As an educator, Mariot Valcin felt it was necessary to touch on the issue of mass school shootings.

Mariot Valcin, third from the left, giving instructions to cast. Photo courtesy of Mariot Valcin.

His film “This is Not a Drill” depicts an ordinary day in the lives of college students that becomes a tragedy by way of a school shooting. 

Valcin wrote the script for the film in 2019, but COVID-19 delayed filming. He officially completed the film last summer. 

“Because these things just keep reoccurring, I want to show how college students lives are impacted because of school shootings,” Valcin said. “So that’s what I show in this film, and, not showing the violence, but the college students near the proximity of this tragedy.”
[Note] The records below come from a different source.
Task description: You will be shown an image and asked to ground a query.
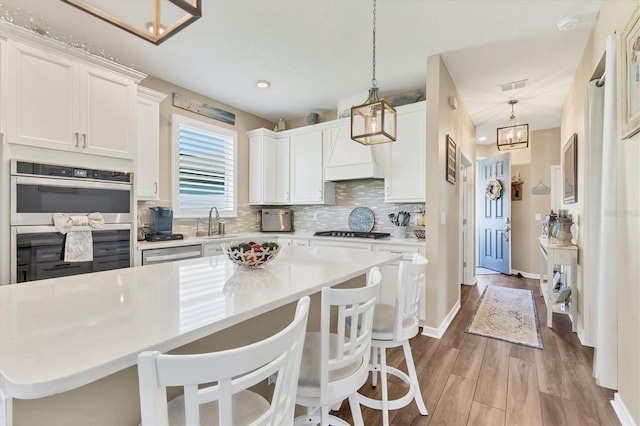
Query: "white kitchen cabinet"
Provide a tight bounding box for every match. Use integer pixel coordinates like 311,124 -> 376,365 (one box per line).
135,86 -> 167,200
6,40 -> 137,158
311,238 -> 371,251
374,244 -> 426,321
376,101 -> 427,203
289,126 -> 335,204
248,129 -> 290,205
291,238 -> 309,247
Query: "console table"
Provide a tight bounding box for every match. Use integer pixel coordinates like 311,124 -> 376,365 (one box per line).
538,237 -> 578,332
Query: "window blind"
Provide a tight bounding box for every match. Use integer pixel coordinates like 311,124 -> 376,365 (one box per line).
173,115 -> 237,217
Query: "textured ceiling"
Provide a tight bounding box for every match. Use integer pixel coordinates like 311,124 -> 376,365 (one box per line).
1,0 -> 601,143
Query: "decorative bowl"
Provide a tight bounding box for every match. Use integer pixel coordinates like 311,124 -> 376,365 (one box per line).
221,241 -> 280,268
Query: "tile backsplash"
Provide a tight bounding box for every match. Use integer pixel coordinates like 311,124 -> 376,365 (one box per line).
138,179 -> 425,236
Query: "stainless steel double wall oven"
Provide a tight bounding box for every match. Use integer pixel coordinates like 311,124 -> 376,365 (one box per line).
10,160 -> 135,283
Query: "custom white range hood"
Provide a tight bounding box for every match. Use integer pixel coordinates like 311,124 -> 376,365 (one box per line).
324,120 -> 384,181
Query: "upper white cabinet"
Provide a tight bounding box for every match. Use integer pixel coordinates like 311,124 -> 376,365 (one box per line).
135,86 -> 167,200
0,27 -> 144,159
248,129 -> 291,204
376,101 -> 427,203
289,126 -> 335,204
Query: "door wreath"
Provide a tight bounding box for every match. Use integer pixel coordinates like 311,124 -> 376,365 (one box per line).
484,179 -> 502,200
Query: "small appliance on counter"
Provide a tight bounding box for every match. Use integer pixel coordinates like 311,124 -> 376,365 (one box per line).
144,207 -> 184,241
261,209 -> 293,232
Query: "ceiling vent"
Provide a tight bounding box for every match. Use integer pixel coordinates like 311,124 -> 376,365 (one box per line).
500,79 -> 529,92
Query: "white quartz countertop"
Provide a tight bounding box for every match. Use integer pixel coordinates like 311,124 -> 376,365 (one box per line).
136,231 -> 425,250
0,247 -> 400,399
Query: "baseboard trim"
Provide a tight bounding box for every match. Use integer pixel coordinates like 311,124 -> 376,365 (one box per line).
511,269 -> 540,280
611,392 -> 637,426
422,300 -> 460,339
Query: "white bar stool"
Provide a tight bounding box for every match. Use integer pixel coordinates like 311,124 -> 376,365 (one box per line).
138,296 -> 310,426
358,253 -> 428,426
295,267 -> 381,426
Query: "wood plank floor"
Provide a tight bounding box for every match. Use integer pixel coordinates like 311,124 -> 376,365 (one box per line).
333,274 -> 620,426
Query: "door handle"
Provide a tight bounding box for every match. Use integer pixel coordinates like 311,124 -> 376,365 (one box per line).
502,218 -> 511,241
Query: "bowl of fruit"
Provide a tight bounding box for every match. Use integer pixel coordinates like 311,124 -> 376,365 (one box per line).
222,241 -> 280,268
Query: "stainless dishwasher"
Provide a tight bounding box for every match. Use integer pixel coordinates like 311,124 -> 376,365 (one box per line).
142,244 -> 202,265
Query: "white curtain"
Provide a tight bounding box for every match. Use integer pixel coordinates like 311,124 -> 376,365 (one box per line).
580,80 -> 604,346
585,36 -> 618,389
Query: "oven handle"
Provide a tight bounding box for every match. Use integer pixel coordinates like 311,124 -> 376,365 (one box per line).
11,223 -> 133,235
11,176 -> 133,191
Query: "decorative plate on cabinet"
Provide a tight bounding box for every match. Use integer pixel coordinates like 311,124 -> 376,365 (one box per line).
349,207 -> 375,232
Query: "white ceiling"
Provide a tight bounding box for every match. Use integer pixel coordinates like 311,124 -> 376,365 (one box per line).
0,0 -> 601,143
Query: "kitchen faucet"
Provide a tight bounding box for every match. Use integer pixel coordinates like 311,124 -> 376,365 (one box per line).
207,207 -> 220,236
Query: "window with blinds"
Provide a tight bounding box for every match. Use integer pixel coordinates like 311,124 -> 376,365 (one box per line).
171,114 -> 237,217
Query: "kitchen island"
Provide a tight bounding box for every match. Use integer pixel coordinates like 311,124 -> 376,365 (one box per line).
0,247 -> 400,425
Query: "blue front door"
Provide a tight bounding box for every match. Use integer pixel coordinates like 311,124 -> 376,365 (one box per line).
476,153 -> 511,274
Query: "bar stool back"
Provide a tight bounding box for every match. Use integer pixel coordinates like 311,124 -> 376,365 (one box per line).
138,296 -> 310,426
295,267 -> 381,426
358,253 -> 428,426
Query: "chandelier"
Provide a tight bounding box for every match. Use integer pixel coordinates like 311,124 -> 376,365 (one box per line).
61,0 -> 202,45
351,0 -> 396,145
497,99 -> 529,151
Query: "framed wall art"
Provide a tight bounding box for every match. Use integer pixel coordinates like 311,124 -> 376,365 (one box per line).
447,135 -> 457,185
620,7 -> 640,139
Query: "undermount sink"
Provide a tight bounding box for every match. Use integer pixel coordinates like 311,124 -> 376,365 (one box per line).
197,234 -> 237,240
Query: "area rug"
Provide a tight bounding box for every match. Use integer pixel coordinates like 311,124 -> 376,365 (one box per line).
465,285 -> 542,349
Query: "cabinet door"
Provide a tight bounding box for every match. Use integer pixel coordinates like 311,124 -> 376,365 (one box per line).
290,131 -> 323,204
79,67 -> 137,158
249,129 -> 289,204
249,135 -> 264,204
384,103 -> 426,203
275,137 -> 291,204
262,136 -> 278,203
6,40 -> 80,149
135,87 -> 167,200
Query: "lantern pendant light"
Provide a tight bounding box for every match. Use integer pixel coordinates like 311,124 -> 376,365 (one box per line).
496,99 -> 529,151
351,0 -> 396,145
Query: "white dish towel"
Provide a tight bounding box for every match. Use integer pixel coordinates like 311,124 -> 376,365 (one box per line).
53,213 -> 104,262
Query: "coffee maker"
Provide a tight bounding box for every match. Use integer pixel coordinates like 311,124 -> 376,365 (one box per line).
145,207 -> 184,241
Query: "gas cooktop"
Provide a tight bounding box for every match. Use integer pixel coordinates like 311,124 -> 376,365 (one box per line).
313,231 -> 391,239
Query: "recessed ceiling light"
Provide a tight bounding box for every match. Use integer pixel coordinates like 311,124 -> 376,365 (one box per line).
558,16 -> 580,31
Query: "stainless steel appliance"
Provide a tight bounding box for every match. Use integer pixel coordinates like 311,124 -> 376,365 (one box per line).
262,209 -> 293,232
142,244 -> 202,265
149,207 -> 173,235
313,231 -> 391,239
10,160 -> 134,283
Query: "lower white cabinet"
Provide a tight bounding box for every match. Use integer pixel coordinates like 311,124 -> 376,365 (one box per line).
311,240 -> 371,251
135,86 -> 167,200
202,242 -> 224,257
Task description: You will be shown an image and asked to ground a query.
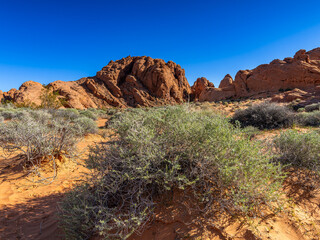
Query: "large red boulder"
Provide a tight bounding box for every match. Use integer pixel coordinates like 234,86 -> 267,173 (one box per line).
0,56 -> 191,109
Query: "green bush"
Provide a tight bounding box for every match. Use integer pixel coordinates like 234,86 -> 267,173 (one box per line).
232,102 -> 294,130
51,108 -> 82,121
74,117 -> 98,134
60,106 -> 283,239
79,109 -> 98,121
274,130 -> 320,172
305,103 -> 320,112
242,126 -> 259,139
297,111 -> 320,127
0,110 -> 83,181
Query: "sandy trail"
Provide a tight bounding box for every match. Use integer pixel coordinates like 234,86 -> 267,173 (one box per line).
0,117 -> 320,240
0,129 -> 104,240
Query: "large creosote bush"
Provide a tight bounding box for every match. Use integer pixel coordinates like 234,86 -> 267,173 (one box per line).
274,130 -> 320,174
60,106 -> 283,239
232,102 -> 294,130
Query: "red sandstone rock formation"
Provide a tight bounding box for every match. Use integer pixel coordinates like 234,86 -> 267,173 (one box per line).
3,57 -> 191,109
192,48 -> 320,101
0,48 -> 320,109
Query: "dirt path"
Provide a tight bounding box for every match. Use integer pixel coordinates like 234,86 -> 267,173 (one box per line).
0,117 -> 320,240
0,131 -> 103,240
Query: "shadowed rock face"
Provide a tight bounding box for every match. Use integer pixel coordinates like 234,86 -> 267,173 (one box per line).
0,57 -> 191,109
194,48 -> 320,101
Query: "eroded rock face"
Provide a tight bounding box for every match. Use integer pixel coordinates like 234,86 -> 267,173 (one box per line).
4,57 -> 191,109
191,77 -> 214,99
198,48 -> 320,101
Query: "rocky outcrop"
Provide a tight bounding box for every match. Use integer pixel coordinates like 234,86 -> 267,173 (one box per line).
0,48 -> 320,109
198,48 -> 320,101
191,77 -> 214,99
3,56 -> 191,109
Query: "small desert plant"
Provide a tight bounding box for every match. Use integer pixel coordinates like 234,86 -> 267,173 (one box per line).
242,126 -> 259,139
296,111 -> 320,127
0,110 -> 83,181
79,109 -> 98,120
60,106 -> 283,239
74,117 -> 98,134
274,130 -> 320,172
305,103 -> 320,112
40,89 -> 62,109
50,108 -> 82,121
232,102 -> 294,130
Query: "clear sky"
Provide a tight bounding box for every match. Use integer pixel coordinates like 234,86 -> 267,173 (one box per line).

Valcin also utilized information from people he knew who have been personally affected by school shootings to make the film more authentic. 

He currently teaches English at Central Piedmont Community College and has been an educator for 17 years. Valcin began his film career in 2019, although he had prior experience in the theatrical industry.

“So this film, as much as I want to say, it’s not political,” Valcin said. “Sometimes we try to look at school shootings like it’s a single topic problem, but I think it’s a multifaceted problem and requires a multifaceted approach to creating more harmony to keep these things from occurring in society.”

If you go:

The festival will be held July 6 -9 at Hilton University Place in Charlotte. Tickets range from $20 – $129 for various events.